Du jour à la nuit : comment Harry Belafonte a organisé une semaine historique de The Tonight Show avec Robert F. Kennedy, Paul Newman et Martin Luther King Jr.

Le spectacle de ce soir. Un jeudi soir de février 1968. Assis derrière le bureau en palissandre de Johnny Carson n'est pas l'animateur habituel de l'émission mais un remplaçant : un bel homme à la peau brune que Carson a invité à asseoir sa chaise au 30 Rock pendant une semaine entière. C'est Harry Belafonte. Le « roi du Calypso » américain est suave et souriant dans un costume élégant. Il fait partie des plus grandes célébrités du pays depuis une décennie, depuis 1956, lorsqu'il a propulsé sa chanson du bateau banane (« Day O ») dans les charts pour devenir une pop star dont les LP sont installés dans les salons du Maine à l'Iowa. Il a déjà visité ce plateau, pour croiser les jambes sur le canapé de Carson et se livrer à la répartie. Mais son rôle cette semaine est différent. Désormais, Belafonte tient lui-même le micro de Carson, dégageant une atmosphère de gravité et de glamour. Il est l'arbitre facile et l'éminence grise, depuis au moins une semaine, de la culture américaine : le grand patron et animateur d'une émission de télévision que regardent une grande partie des Américains qui ne se sont pas couchés tôt et qui possèdent une télévision.

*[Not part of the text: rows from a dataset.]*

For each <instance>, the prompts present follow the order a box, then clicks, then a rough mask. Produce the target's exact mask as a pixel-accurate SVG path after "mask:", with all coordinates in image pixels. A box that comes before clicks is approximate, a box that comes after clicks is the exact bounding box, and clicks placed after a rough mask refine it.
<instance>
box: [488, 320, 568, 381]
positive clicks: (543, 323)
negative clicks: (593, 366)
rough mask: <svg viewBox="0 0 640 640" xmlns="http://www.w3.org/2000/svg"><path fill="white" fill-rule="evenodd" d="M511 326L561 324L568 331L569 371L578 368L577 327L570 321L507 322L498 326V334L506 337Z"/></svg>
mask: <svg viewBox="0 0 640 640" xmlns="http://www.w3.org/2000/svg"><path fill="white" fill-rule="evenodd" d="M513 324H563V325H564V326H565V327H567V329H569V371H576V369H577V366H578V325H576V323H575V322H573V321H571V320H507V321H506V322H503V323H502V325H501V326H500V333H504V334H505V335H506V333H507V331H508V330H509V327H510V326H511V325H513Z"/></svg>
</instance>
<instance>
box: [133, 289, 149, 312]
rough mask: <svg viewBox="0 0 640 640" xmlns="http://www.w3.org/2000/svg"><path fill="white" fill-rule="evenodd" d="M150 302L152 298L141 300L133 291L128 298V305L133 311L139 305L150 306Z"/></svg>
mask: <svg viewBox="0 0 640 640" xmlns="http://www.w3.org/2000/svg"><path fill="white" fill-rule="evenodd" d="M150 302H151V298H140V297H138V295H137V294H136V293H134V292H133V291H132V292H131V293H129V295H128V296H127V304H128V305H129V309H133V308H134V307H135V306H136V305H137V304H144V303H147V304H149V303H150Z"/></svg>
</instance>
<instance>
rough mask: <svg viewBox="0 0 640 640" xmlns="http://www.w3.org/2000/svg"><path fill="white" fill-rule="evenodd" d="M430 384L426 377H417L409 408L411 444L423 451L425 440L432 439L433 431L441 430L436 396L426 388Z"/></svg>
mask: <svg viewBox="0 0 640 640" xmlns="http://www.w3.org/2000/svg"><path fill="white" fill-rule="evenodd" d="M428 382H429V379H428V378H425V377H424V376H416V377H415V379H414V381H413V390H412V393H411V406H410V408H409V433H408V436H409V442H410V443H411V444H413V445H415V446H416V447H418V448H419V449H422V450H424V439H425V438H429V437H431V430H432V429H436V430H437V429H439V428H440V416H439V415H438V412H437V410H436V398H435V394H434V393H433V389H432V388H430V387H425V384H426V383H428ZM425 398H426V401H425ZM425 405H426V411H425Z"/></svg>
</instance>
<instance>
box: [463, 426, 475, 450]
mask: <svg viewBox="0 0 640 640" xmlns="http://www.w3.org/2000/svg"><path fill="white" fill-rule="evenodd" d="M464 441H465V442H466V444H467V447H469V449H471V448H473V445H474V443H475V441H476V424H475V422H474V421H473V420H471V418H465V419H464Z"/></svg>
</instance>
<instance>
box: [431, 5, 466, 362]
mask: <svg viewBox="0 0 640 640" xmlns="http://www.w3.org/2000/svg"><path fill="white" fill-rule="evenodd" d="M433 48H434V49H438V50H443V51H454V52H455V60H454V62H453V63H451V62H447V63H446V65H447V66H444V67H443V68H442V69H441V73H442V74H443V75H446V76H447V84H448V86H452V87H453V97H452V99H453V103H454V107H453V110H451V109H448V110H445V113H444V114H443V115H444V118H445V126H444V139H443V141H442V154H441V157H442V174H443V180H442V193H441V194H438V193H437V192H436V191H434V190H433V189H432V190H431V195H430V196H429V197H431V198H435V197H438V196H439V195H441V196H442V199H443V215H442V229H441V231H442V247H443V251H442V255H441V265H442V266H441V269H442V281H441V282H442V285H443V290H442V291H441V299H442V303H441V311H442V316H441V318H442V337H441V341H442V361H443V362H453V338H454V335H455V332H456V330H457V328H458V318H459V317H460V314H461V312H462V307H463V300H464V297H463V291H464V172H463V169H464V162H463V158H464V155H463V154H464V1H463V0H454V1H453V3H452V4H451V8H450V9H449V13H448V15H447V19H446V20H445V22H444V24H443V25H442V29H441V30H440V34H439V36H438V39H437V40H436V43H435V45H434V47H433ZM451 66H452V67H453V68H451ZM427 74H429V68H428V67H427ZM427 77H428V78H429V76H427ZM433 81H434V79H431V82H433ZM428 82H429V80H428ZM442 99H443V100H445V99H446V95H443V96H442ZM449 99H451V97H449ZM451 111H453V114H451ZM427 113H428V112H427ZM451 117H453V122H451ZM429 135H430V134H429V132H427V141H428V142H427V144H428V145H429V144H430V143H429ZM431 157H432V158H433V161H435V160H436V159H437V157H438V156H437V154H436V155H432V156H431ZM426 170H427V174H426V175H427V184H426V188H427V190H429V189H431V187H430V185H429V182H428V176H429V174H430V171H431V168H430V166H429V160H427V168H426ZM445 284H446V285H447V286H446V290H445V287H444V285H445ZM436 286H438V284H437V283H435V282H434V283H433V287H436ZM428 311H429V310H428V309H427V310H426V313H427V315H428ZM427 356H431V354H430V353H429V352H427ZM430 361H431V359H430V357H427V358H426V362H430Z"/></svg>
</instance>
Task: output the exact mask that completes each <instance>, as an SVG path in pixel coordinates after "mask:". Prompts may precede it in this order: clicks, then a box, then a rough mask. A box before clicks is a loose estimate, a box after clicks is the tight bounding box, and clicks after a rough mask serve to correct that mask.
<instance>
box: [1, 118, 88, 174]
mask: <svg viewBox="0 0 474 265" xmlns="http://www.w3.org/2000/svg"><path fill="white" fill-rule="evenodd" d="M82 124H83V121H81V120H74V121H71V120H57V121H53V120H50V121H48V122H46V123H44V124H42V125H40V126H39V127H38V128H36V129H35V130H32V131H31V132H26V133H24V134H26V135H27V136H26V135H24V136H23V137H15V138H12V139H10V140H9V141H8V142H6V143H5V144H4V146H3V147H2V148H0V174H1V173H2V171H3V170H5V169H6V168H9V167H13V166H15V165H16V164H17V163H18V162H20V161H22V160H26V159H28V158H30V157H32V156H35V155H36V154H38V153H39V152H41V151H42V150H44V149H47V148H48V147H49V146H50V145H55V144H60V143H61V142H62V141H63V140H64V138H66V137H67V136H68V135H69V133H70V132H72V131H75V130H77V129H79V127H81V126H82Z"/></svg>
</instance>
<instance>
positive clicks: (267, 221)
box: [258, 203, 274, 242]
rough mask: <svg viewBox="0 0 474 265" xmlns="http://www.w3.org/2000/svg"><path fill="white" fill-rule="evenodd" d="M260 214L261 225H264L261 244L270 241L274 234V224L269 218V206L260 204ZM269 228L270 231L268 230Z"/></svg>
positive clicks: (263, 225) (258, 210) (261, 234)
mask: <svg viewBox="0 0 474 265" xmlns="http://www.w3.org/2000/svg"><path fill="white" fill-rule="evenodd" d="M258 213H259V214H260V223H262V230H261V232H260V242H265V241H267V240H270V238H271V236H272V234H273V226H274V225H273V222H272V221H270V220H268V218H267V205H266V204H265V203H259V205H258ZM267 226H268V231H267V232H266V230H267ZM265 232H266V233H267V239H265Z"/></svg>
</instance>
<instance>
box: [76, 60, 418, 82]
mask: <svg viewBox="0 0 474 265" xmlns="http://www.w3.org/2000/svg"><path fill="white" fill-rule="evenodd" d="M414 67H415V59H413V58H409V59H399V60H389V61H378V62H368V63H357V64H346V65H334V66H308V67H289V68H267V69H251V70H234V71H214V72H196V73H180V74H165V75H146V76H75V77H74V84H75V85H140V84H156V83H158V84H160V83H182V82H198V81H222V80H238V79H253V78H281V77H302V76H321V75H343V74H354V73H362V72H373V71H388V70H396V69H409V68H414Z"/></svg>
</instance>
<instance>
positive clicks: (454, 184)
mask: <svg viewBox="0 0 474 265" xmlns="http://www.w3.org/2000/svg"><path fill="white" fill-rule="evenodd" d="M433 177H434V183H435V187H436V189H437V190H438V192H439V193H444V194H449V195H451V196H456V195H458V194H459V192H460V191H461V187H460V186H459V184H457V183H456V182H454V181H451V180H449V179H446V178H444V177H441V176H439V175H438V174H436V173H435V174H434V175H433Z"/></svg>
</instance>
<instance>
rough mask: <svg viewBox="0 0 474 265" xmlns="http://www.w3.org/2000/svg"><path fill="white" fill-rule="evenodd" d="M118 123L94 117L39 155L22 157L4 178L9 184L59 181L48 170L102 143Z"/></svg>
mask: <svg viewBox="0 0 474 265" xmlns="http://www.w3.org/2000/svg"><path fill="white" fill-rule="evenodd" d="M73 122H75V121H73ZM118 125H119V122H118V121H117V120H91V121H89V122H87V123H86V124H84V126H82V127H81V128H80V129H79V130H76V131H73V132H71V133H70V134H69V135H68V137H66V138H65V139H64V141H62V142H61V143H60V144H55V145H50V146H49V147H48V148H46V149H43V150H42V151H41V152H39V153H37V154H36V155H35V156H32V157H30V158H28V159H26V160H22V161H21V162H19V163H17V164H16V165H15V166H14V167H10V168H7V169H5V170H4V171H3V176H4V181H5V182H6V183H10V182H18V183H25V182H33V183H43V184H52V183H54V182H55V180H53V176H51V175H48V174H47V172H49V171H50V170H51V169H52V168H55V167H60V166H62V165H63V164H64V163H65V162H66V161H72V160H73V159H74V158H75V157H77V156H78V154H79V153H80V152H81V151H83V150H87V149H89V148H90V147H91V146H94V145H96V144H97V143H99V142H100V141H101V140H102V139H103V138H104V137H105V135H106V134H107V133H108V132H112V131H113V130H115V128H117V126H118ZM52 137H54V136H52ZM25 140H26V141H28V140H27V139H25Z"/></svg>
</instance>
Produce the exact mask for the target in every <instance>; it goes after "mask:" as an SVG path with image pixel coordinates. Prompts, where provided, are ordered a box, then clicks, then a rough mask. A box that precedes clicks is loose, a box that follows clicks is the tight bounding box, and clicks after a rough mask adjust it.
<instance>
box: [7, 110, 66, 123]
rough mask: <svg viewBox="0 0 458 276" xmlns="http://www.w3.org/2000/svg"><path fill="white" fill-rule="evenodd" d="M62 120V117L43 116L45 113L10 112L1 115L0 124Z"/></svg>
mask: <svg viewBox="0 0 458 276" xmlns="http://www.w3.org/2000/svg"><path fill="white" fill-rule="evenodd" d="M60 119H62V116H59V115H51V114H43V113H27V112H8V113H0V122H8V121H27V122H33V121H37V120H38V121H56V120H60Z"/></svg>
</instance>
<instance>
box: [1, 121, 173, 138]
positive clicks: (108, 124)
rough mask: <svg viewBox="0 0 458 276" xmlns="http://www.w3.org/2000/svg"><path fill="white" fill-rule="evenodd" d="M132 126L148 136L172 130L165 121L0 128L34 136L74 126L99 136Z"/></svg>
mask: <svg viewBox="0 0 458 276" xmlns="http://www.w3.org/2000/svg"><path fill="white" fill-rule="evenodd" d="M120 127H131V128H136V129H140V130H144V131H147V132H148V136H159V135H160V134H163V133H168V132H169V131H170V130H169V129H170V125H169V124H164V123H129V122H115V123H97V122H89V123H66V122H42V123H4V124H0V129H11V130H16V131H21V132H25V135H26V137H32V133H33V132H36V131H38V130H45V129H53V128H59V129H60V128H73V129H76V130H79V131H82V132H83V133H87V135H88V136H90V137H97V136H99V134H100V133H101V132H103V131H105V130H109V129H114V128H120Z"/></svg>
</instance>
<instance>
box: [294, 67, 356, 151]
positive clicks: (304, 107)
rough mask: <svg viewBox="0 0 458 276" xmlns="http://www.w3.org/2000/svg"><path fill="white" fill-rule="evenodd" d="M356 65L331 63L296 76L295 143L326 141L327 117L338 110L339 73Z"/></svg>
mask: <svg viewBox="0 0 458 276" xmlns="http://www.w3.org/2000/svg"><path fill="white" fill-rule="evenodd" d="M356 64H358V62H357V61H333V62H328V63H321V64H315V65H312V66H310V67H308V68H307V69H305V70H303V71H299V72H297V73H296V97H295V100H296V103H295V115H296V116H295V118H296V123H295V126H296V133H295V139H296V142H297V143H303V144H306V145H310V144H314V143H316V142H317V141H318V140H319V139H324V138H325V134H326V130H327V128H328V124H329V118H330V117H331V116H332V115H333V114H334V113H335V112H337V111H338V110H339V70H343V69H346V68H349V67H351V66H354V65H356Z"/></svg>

Belafonte affiche son célèbre sourire sous sa célèbre visière de veuve. Il ressemble à un million de dollars. Le pari de Carson a déjà porté ses fruits. Les audiences de lundi soir étaient parmi L'émission de ce soir le plus élevé jamais enregistré. Et depuis, ils ont grimpé chaque nuit. Carson l'a amené ici pour accueillir une série de conversations et d'invités que l'animateur habituel de l'émission, ce modèle d'affabilité du Midwest et d'esprit rassurant, ne pouvait pas accueillir lui-même. Johnny Carson était, selon ses propres dires, un « républicain d’Eisenhower ». Mais il était plus avant-gardiste, en ce qui concerne la race, que beaucoup de personnes de cette catégorie. Et, dès l’hiver 1968, il s’était clairement et publiquement opposé à la désastreuse guerre du Vietnam. Belafonte, pour Middle America, était peut-être un artiste apprécié. Mais il était aussi un gauchiste déclaré et un confident connu de Martin Luther King Jr. : Carson savait que Belafonte aborderait les problèmes qui bouleversaient alors le pays et qui, cet été-là, exploseraient en émeutes. Et il avait convaincu ses patrons de NBC de laisser Belafonte, comme condition pour accepter le poste, inviter qui il voulait.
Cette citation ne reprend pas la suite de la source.